Countries that “embrace and feed terrorists” should not be admitted to NATO, said Turkish President Recep Tayyip Erdogan.
Last week’s talks on Sweden and Finland’s NATO membership bids hosted by Türkiye in the capital Ankara “did not happen at the desired level,” Turkish President Recep Tayyip Erdogan has said.
Speaking to reporters following a trip to Azerbaijan on Saturday, Erdogan said “Unfortunately, the talks held by our delegation with Finland and Sweden were not at the desired level”, in remarks released on Sunday.
Adding that Sweden and Finland have expectations from these talks, Erdogan however said that they have not taken the necessary steps regarding Türkiye’s demands.

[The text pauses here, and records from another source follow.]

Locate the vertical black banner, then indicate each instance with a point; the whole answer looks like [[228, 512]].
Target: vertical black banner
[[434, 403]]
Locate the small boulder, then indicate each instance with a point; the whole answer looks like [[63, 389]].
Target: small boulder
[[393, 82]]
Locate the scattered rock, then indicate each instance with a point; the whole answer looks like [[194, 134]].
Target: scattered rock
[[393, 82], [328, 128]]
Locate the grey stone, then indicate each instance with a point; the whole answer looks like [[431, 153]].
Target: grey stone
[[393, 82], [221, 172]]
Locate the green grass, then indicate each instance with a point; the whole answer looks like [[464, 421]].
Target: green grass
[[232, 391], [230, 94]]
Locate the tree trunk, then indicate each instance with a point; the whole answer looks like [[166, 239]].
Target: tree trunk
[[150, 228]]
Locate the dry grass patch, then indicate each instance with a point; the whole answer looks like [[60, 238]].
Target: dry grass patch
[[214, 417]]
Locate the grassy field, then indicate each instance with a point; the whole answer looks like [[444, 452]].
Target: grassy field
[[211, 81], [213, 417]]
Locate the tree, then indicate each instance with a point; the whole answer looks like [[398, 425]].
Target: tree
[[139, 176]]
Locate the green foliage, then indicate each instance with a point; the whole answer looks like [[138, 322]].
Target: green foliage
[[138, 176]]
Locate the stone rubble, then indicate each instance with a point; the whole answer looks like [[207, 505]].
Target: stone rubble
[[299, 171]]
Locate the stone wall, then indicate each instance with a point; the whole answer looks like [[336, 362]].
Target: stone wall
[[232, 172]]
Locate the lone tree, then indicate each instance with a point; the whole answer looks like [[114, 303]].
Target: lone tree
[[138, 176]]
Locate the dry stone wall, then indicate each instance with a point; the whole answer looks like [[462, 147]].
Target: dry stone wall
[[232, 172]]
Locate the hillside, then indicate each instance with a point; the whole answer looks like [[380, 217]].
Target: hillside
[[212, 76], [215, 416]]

He stressed that terrorists are still freely walking the streets of Stockholm while Sweden protects them “with their own police”.
“We cannot repeat the mistakes made in the past on (admitting) countries that embrace and feed such terrorists into NATO, which is a security organisation”, he said.
‘We will fend for ourselves’
Sweden and Finland formally applied to join NATO on May 18, a decision spurred by Russia’s offensive in Ukraine, which began on February 24.
Türkiye, a longstanding member of the alliance, has voiced objections to their membership bids, criticising the countries for tolerating and even supporting terrorist groups, such as the PKK and its Syrian offshoot YPG.
Türkiye last week hosted consultations with Swedish and Finnish delegations on their NATO applications in Ankara.
On a possible new Turkish security operation in northern Syria, near the Turkish border, the president stressed that everyone has to do their part in fighting terrorism.
“If America does not fulfil its duty in the fight against terrorism, what will we do? We’ll fend for ourselves. Counter-terrorism cannot be done by seeking permission from elsewhere,” he added.
Türkiye has long objected to the US working in northern Syria with the YPG and the PKK, which have taken thousands of lives in Türkiye.
Since 2016, Ankara has launched a trio of successful anti-terror operations across its northern Syria border to prevent the formation of a terror corridor and enable the peaceful settlement of Syrians: Euphrates Shield (2016), Olive Branch (2018), and Peace Spring (2019).
In its more than 35-year terror campaign against Türkiye, the PKK – listed as a terrorist organisation by Türkiye, the US, and EU – has been responsible for the deaths of over 40,000 people, including women, children, and infants.